- Any VNA requires calibration, that's why any VNA owner also has a calibration kit.
- Yes, cheaper scopes (including DS1054Z), will need feed-through 50 ohms BNC terminators. Feed-through terminators are common items in any RF drawer, on par with 50 ohms cables. At low RF frequency, very easy to DIY.
- Amplitude and phase can be calculated with much greater precision than looking at the waveform on the screen, by downloading a longer waveform and post-processing it in the PC. Thousands of samples can be used for oversampling, in order to increase the ADC resolution, and DSP techniques over so many samples can get a very precise phase shift measurement. Repeat this for each Smith chart's point, and we can get decent performance.
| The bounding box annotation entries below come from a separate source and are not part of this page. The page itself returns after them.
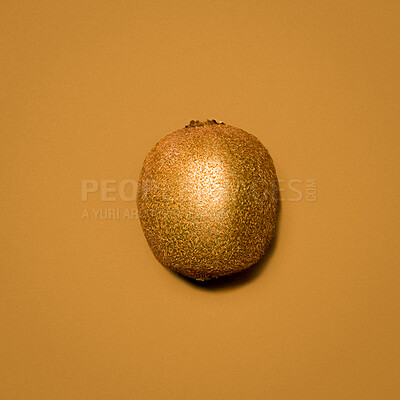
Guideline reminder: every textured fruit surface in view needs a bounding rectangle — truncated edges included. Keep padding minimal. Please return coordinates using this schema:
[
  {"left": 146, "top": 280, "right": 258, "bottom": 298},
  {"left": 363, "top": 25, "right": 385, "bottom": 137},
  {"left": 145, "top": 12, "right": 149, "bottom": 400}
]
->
[{"left": 137, "top": 120, "right": 279, "bottom": 280}]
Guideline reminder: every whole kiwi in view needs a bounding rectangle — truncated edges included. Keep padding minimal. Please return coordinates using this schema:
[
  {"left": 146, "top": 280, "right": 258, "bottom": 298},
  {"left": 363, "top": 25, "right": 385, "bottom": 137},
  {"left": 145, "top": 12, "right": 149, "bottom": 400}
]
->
[{"left": 137, "top": 120, "right": 279, "bottom": 280}]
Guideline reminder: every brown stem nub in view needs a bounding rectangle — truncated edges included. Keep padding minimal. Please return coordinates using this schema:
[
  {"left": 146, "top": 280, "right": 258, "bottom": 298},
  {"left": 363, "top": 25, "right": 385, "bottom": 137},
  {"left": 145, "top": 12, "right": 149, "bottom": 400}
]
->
[{"left": 185, "top": 119, "right": 225, "bottom": 128}]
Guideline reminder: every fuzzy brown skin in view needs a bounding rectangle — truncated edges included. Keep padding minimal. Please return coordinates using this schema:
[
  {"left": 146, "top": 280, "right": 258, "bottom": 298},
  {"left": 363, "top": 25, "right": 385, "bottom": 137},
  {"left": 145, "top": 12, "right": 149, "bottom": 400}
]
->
[{"left": 137, "top": 120, "right": 279, "bottom": 280}]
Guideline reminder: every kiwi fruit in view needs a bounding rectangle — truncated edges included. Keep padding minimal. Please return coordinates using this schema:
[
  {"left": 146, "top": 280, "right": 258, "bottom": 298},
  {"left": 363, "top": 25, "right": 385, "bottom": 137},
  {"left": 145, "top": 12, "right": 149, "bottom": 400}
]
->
[{"left": 137, "top": 120, "right": 279, "bottom": 280}]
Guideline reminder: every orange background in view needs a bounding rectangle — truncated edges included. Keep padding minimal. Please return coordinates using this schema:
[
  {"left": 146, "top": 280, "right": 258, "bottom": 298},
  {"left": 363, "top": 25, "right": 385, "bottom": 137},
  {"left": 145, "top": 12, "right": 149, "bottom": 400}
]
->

The only major drawback I see is the speed. Downloading the data can take many seconds for each corresponding point on the final Smith chart, but that is strongly dependent of the requested number of points. Not all measurements need to have 3 decimal places.
Alternatively, the speed can be greatly improved considering most of the generators have sweeping frequency capabilities. So, instead of point by point measuring at each frequency, a frequency sweep can be made at once, and the full sweep response can be memorized by the scope then transferred later to the PC, by a single SCPI transfer for the whole frequency sweep. From there, the whole batch of samples can be DSP-ed together in the PC, in order to find the complex impedance evolution over time, and plot that on the chart. Sweeping like that could make a Smith chart almost in real time, or at least reasonably fast to allow "live" tuning of the DUT.
Trying to implement that will be a great learning experience, and this is the whole point. This idea is not meant to be a commercial product, it is not for the money, it's just for the fun of it, as a hobby.
You all just envy for when everybody with a DS1054Z will be able to do VNA measurements.